12 1.5. Manfaat Penelitian Penelitian ini diharapkan dapat memberikan kontribusi dan manfaat praktis bagi pihak-pihak sebagai berikut : 1. Bagi Kalangan Akademisi Penelitian ini dapat menjadi tambahan masukan bagi peneliti lain yang ingin melakukan penelitian dibidang auditing, khususnya berkaitan dengan Expectation Gap antara Auditor BPK dengan Auditee terhadap independensi, Keahlian, Etika dan Kualitas Auditor. 2. Bagi Regulator Penelitian ini dapat menjadi bahan masukan bagi pemerintah pusat dan pemerintah daerah dalam merumuskan kebijakan audit pemeriksaan keuangan negara di masa yang akan datang. 3. Bagi Instansi BPK Penelitian ini dapat memberikan masukan bagi BPK RI Perwakilan Daerah Istimewa Yogyakarta tentang Expectation Gap antara Auditor BPK dengan Auditee terhadap independensi, Keahlian, Etika dan Kualitas Auditor. 1.6. Sistematika Penelitian Sistematika penulisan dalam penelitian ini disajikan dalam 5 (lima) bab sebagai berikut:
13 BAB 1. PENDAHULUAN. Bab ini berisi latar belakang masalah, rumusan permasalahan, pertanyaan penelitian, tujuan penelitian, motivasi penelitian, manfaat penelitian, proses penelitian dan sistematika penulisan.

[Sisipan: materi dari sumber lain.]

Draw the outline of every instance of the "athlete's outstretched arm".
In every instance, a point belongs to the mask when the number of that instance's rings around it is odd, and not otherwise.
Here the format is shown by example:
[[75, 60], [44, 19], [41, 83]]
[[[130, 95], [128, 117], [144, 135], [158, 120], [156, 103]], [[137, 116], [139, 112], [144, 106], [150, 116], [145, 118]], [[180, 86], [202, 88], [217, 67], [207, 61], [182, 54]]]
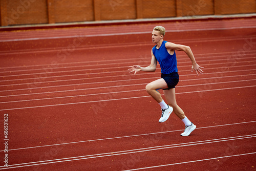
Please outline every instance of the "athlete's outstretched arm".
[[197, 75], [198, 75], [198, 72], [201, 74], [204, 72], [201, 69], [204, 68], [203, 67], [199, 66], [198, 64], [197, 63], [195, 57], [194, 56], [193, 53], [191, 50], [189, 46], [182, 45], [177, 45], [170, 42], [166, 42], [165, 44], [165, 47], [168, 50], [174, 50], [177, 51], [184, 51], [187, 55], [189, 57], [192, 62], [192, 68], [191, 71], [193, 72], [193, 70], [195, 70], [197, 72]]
[[134, 72], [134, 74], [137, 73], [139, 71], [146, 71], [146, 72], [154, 72], [156, 71], [157, 68], [157, 60], [156, 59], [156, 57], [153, 54], [153, 52], [152, 50], [151, 50], [151, 63], [149, 66], [146, 67], [141, 67], [140, 66], [134, 65], [131, 67], [129, 67], [130, 68], [128, 69], [128, 70], [130, 70], [130, 73]]

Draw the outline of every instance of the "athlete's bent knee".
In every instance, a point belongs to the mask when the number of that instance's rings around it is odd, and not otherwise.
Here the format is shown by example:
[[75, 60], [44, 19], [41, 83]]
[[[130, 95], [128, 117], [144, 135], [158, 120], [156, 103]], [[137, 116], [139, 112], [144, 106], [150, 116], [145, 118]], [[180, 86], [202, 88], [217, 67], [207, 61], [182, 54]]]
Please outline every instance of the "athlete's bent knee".
[[150, 83], [149, 84], [147, 84], [146, 86], [146, 91], [148, 92], [152, 90], [153, 90], [153, 89], [152, 89], [152, 87], [150, 85]]

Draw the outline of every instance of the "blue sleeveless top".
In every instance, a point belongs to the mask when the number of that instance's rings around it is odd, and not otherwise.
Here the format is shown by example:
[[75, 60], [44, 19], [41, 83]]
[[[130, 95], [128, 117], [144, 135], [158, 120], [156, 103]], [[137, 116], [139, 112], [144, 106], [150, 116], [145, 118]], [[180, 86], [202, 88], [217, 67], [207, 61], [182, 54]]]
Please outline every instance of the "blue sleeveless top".
[[169, 54], [165, 48], [165, 44], [167, 42], [163, 41], [161, 47], [158, 49], [157, 49], [156, 45], [152, 49], [154, 55], [159, 62], [161, 72], [164, 74], [178, 72], [175, 51], [173, 55]]

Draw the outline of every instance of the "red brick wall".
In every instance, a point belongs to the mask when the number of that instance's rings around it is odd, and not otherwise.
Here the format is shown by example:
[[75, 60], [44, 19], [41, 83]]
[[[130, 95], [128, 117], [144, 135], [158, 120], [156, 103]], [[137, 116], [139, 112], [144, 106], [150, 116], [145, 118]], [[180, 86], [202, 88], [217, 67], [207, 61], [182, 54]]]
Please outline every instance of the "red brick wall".
[[55, 23], [94, 20], [93, 0], [58, 0], [54, 1]]
[[215, 13], [218, 15], [256, 12], [255, 0], [215, 0]]
[[256, 0], [0, 0], [1, 26], [256, 13]]
[[2, 26], [48, 22], [45, 0], [1, 0], [0, 4]]

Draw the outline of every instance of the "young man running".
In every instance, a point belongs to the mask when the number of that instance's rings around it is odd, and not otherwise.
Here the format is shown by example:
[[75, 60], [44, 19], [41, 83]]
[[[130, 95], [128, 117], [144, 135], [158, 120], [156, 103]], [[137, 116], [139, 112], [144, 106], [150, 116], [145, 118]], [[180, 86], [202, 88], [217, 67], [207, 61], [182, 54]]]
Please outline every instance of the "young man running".
[[[156, 45], [151, 51], [151, 63], [146, 67], [134, 65], [130, 67], [130, 73], [134, 74], [139, 71], [154, 72], [156, 69], [157, 61], [160, 64], [161, 78], [151, 82], [146, 86], [147, 93], [159, 104], [162, 109], [162, 116], [159, 122], [165, 121], [173, 112], [185, 124], [185, 131], [181, 134], [182, 136], [189, 135], [195, 130], [196, 126], [186, 117], [184, 112], [177, 105], [175, 99], [175, 86], [179, 82], [179, 75], [177, 67], [177, 59], [175, 50], [182, 51], [186, 53], [192, 62], [191, 72], [195, 70], [198, 75], [198, 72], [202, 74], [203, 71], [199, 66], [190, 48], [186, 46], [176, 45], [163, 40], [165, 34], [165, 29], [162, 26], [156, 26], [152, 32], [152, 41]], [[167, 104], [163, 100], [160, 93], [157, 91], [163, 89]]]

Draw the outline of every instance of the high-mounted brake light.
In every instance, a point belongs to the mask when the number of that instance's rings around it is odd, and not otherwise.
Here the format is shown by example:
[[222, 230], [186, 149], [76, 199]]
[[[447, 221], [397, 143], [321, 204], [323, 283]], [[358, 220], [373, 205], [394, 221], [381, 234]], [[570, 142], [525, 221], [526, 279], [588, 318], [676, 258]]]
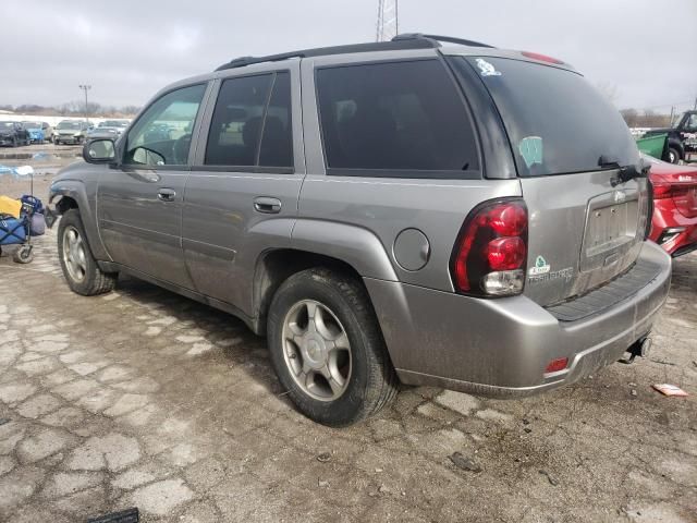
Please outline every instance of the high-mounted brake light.
[[564, 63], [558, 58], [548, 57], [547, 54], [540, 54], [539, 52], [521, 51], [521, 54], [526, 58], [531, 58], [533, 60], [538, 60], [540, 62], [555, 63], [557, 65], [563, 65]]
[[463, 224], [451, 271], [457, 291], [510, 296], [523, 292], [527, 259], [527, 209], [522, 199], [487, 202]]

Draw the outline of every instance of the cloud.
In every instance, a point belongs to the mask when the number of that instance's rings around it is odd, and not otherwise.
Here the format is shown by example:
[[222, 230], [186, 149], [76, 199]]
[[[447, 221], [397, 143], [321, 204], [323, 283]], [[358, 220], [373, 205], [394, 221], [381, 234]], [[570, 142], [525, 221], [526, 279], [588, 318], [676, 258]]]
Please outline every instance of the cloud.
[[[559, 57], [615, 85], [621, 107], [693, 100], [697, 2], [657, 10], [656, 0], [401, 0], [400, 29]], [[370, 41], [377, 0], [34, 0], [3, 12], [14, 52], [0, 61], [0, 105], [62, 104], [88, 83], [91, 99], [122, 106], [234, 57]]]

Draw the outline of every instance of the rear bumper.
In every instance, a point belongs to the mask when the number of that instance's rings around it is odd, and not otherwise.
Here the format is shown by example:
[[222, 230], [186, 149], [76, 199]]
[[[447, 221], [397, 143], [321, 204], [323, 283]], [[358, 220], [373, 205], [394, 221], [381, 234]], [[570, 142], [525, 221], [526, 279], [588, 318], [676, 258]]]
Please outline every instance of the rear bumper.
[[[646, 336], [670, 287], [671, 260], [656, 244], [640, 259], [657, 276], [599, 314], [561, 321], [526, 296], [481, 300], [366, 279], [403, 382], [481, 396], [529, 396], [572, 384], [619, 360]], [[564, 370], [545, 374], [551, 360]]]
[[649, 238], [673, 257], [697, 250], [697, 217], [680, 214], [672, 199], [657, 200], [655, 205]]

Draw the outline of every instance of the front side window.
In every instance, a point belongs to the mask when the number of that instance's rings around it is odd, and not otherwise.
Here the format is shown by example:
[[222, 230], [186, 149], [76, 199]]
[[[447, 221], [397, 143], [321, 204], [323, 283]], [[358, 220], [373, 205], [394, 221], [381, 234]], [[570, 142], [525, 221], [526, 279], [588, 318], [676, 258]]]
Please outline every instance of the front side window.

BAB 2. TINJAUAN PUSTAKA. Bab ini berisi landasan teoritis sebagai kerangka berfikir untuk melaksanakan investigasi dan hasil-hasil penelitian sebelumnya yang relevan dengan permasalahan. BAB 3. METODE PENELITIAN. Bab ini berisi tentang langkah-langkah penelitian yang dilakukan. Mulai dari rasionalitas penelitian, jenis penelitian, teknik pemilihan objek penelitian/sampel/responden, jenis dan sumber data, teknik pengumpulan data serta metode analisis data. BAB 4. HASIL DAN ANALISIS. Bab ini berisi tentang hasil-hasil yang ditemukan saat penelitian. Hasil tersebut kemudian dianalisis sesuai alat analisis yang telah ditentukan. Kemudian tahap selanjutnya adalah menginterpretasi data agar data mempunyai makna. BAB 5. PENUTUP. Bab ini berisi ringkasan penelitian, simpulan, keterbatasan penelitian, dan rekomendasi yang merupakan aksi praktikan (secara organisasional dan manajerial) yang sebagai bentuk tidak lanjut dari hasil penelitian.